Questo caso è davvero emblematico di come un reato apparentemente “minore”, come il furto d’acqua, possa avere conseguenze molto più ampie quando colpisce un bene culturale di rilievo internazionale come la Reggia di Caserta. L’indagine, partita per capire perché le vasche e le fontane del parco borbonico fossero a secco, ha portato alla scoperta di un allaccio abusivo che sottraeva acqua pubblica per irrigare terreni privati.
Oltre al furto aggravato e continuato di acqua — che già di per sé costituisce un danno per la collettività — l’imprenditore dovrà rispondere di reati ben più gravi: il danneggiamento di un bene culturale dichiarato patrimonio dell’Unesco, l’invasione di terreni o edifici dello Stato e la gestione illecita di rifiuti agricoli.

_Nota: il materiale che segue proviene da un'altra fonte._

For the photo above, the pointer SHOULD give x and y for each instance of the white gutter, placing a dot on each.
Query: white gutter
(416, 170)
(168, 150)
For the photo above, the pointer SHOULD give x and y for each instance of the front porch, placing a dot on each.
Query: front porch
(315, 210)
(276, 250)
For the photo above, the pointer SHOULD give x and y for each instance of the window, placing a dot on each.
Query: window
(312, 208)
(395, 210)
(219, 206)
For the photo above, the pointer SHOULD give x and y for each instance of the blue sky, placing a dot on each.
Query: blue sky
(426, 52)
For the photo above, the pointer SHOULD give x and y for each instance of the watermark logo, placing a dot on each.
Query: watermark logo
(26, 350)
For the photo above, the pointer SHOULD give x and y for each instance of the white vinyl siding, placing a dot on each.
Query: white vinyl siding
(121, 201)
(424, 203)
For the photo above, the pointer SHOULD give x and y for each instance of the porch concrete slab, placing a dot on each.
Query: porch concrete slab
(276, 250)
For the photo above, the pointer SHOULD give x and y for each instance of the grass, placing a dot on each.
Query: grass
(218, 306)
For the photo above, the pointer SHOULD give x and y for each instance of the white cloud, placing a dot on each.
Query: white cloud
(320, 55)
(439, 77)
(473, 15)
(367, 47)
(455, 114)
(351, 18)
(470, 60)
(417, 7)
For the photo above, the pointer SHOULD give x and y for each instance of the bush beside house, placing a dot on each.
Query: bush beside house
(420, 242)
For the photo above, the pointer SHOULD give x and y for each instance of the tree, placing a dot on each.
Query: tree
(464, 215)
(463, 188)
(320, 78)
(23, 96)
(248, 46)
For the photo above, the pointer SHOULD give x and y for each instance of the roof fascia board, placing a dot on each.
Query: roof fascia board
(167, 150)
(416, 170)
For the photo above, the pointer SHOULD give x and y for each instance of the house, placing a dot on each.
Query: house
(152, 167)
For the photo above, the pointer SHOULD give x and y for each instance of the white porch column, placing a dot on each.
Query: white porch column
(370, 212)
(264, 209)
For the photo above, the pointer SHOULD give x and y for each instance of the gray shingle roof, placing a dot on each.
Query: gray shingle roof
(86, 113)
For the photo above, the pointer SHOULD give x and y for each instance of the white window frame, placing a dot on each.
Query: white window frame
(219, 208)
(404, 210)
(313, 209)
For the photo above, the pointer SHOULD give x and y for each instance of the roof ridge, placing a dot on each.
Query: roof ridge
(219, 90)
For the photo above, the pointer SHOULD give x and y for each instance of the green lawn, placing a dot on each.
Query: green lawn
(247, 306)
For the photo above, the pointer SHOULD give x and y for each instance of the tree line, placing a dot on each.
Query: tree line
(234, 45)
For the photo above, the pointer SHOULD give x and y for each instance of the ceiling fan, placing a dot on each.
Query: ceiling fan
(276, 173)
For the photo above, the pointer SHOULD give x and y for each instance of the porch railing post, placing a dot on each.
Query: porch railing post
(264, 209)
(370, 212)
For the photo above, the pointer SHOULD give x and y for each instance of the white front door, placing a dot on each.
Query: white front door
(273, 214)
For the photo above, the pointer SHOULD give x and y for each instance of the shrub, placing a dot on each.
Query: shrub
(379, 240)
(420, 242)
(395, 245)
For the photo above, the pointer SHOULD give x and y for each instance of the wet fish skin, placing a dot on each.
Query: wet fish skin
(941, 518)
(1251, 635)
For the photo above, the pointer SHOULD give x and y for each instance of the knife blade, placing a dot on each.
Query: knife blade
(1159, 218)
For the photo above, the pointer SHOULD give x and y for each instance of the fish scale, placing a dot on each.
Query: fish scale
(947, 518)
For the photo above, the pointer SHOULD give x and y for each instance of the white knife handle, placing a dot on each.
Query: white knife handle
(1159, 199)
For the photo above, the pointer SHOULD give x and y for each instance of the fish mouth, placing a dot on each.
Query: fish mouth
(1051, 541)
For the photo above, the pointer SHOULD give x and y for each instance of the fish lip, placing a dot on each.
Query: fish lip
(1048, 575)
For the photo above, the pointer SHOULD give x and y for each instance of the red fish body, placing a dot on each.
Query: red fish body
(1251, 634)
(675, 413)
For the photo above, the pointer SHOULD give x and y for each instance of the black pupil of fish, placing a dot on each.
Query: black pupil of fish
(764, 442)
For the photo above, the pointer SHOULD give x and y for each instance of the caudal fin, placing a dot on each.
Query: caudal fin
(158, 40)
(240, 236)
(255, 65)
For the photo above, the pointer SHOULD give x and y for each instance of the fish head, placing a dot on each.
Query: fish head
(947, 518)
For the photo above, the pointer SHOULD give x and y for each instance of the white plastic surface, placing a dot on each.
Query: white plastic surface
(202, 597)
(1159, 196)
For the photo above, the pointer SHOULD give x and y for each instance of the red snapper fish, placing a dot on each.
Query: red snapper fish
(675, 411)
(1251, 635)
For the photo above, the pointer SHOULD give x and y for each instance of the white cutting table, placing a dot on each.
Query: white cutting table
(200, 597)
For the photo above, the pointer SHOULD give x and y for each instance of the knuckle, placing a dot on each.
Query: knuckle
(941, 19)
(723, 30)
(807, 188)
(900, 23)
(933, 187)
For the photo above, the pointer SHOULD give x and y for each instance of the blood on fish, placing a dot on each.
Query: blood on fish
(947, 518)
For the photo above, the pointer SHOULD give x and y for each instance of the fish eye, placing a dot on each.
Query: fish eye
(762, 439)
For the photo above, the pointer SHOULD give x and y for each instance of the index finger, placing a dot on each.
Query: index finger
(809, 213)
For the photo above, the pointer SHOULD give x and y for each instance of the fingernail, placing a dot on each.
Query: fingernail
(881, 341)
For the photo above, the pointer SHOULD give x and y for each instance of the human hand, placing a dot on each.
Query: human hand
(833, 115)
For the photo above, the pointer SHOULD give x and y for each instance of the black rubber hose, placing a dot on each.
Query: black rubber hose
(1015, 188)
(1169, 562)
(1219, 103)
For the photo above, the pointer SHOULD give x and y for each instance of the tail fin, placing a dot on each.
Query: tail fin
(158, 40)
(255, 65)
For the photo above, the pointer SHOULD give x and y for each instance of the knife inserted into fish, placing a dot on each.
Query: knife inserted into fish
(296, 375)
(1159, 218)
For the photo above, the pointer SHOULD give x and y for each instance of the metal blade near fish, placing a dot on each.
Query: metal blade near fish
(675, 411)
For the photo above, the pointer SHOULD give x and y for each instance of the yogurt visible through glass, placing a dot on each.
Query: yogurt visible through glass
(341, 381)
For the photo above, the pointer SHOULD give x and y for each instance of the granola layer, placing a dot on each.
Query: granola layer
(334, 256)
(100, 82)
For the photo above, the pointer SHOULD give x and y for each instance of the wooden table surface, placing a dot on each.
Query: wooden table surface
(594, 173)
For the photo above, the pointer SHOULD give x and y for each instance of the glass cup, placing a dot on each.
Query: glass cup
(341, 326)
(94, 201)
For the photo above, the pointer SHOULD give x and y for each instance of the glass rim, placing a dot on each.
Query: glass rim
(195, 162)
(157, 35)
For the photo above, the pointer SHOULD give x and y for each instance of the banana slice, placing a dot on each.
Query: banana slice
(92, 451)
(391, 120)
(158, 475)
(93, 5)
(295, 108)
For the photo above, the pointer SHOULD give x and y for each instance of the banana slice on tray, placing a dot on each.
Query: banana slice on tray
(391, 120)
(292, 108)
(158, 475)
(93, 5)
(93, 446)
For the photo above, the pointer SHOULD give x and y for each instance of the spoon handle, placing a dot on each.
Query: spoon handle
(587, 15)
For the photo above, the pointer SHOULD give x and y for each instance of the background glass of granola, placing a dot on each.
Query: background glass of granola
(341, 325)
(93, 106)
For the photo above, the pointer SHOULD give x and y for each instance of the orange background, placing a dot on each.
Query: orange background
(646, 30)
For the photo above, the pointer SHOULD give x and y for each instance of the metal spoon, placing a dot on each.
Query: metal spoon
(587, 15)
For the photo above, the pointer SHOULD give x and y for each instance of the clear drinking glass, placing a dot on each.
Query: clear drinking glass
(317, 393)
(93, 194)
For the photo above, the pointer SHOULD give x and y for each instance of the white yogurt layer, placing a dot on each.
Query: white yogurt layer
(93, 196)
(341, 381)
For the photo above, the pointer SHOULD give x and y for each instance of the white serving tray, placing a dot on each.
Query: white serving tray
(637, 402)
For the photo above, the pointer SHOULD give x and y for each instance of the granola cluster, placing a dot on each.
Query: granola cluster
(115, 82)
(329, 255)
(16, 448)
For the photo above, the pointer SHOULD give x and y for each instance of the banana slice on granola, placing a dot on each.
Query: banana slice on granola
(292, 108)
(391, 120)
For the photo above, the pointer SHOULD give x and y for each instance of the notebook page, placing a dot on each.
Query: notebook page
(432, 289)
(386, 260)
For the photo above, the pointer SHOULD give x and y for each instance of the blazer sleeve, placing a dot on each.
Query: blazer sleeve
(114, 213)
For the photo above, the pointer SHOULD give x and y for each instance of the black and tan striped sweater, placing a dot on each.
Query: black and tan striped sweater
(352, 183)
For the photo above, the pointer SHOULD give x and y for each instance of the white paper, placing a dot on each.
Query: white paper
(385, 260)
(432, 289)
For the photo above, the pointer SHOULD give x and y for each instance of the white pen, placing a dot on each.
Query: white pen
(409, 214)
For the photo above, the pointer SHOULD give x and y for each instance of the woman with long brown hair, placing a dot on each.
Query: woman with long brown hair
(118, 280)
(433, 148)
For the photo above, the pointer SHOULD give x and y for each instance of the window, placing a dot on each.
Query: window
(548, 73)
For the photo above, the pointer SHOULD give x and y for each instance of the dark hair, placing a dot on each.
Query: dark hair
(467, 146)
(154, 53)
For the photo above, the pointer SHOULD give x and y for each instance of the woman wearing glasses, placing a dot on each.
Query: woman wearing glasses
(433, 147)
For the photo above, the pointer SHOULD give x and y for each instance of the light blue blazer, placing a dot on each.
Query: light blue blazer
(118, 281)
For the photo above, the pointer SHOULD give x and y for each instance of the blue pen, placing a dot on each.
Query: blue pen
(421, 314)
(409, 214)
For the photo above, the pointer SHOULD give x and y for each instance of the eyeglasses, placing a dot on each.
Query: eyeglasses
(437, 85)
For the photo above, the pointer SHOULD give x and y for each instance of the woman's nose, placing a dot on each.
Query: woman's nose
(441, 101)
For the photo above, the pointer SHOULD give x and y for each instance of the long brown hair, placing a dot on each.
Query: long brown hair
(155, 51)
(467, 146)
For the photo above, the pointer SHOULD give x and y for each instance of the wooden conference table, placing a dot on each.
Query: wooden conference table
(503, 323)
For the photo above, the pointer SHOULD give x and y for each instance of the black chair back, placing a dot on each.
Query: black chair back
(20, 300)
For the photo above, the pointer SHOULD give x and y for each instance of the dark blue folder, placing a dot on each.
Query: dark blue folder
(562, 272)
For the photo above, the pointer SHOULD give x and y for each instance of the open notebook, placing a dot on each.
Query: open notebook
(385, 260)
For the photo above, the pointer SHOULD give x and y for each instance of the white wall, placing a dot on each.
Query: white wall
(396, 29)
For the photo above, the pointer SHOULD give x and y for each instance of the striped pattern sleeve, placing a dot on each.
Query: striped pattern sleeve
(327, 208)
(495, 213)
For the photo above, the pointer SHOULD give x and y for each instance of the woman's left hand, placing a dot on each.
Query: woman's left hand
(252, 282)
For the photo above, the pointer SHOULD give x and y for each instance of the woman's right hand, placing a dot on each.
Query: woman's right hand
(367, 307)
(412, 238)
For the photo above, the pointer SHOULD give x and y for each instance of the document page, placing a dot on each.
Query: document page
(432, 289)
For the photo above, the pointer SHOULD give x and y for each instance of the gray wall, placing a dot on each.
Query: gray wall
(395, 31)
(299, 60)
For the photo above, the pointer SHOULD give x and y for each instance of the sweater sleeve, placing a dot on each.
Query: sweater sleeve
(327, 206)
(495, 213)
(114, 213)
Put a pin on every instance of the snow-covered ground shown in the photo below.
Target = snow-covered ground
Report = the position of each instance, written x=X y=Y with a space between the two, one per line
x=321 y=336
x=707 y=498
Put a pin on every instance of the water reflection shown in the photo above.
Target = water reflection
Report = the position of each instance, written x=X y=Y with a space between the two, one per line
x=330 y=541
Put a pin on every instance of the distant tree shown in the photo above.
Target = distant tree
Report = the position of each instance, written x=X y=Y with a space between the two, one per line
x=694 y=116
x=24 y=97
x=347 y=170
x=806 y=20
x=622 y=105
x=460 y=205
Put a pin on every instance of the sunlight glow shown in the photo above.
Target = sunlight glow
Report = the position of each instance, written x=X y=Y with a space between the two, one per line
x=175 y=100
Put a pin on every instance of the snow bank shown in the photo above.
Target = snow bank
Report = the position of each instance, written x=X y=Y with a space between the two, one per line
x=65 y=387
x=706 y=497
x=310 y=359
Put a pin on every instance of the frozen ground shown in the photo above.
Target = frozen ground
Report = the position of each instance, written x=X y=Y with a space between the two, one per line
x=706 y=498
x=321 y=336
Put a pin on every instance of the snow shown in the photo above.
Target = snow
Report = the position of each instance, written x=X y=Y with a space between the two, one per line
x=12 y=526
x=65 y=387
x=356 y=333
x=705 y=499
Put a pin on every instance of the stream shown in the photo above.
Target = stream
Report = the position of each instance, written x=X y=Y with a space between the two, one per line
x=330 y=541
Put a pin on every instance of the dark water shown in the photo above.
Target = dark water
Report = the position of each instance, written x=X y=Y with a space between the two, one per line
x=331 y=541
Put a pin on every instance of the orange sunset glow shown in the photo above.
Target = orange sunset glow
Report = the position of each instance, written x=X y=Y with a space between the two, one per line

Reati che comportano pene severe, anche perché colpiscono un patrimonio storico, artistico e paesaggistico di inestimabile valore.
Un episodio del genere dimostra quanto sia importante vigilare sulla tutela dei beni culturali, ma anche sull’utilizzo corretto delle risorse naturali. E fa riflettere su quanto possa essere diffusa l’illegalità nel settore agricolo, soprattutto quando si tratta di risorse come l’acqua, sempre più preziose.